Danamis looked across the table to the opposite side, the largest chair still empty; they were awaiting the queen. He scratched at his thin chinstrap of a beard and let his gaze settle on Captain Piero Polo, merchant adventurer and factotum for the Silk Empire in Valdur. He had known Polo his whole life, his father having sailed with the Colonnan explorer far to the east, across the vast inland sea, to open trade with Partha. But Valerian Danamis had not been on the voyage that had gone further, all the way east to the Sinean lands. Polo had returned with silk, spices, and as an agent of the emperor. His father, jealous, had sailed west to explore new lands. But he had come back empty-handed and just as bitter as before he had left Valdur.

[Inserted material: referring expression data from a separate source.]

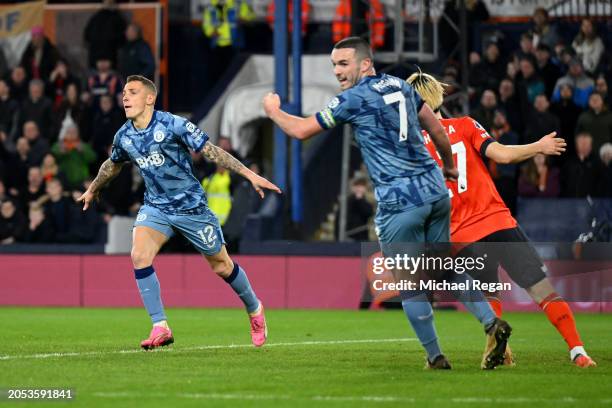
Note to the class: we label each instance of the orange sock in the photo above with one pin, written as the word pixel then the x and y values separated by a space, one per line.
pixel 561 316
pixel 495 305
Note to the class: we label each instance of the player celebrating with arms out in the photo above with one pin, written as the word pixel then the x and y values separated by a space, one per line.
pixel 413 203
pixel 158 143
pixel 480 216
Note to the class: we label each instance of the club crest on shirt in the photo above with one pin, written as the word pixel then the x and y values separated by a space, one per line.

Danamis watched Polo, smiling and grinning as he conversed with the Sinean ambassador seated next to him, the Bo Xiang Liu. The last man that Danamis had thought of as an uncle had tried to kill him. He wasn’t sure that this old friend of his father hadn’t tried to do the same despite the loud declamations of support. He still had no proof against him and the man who might have given it had ended up nailed to a post with a stiletto through the throat. Danamis was an admiral of Valdur and Piero Polo still was not. Perhaps that was motive enough.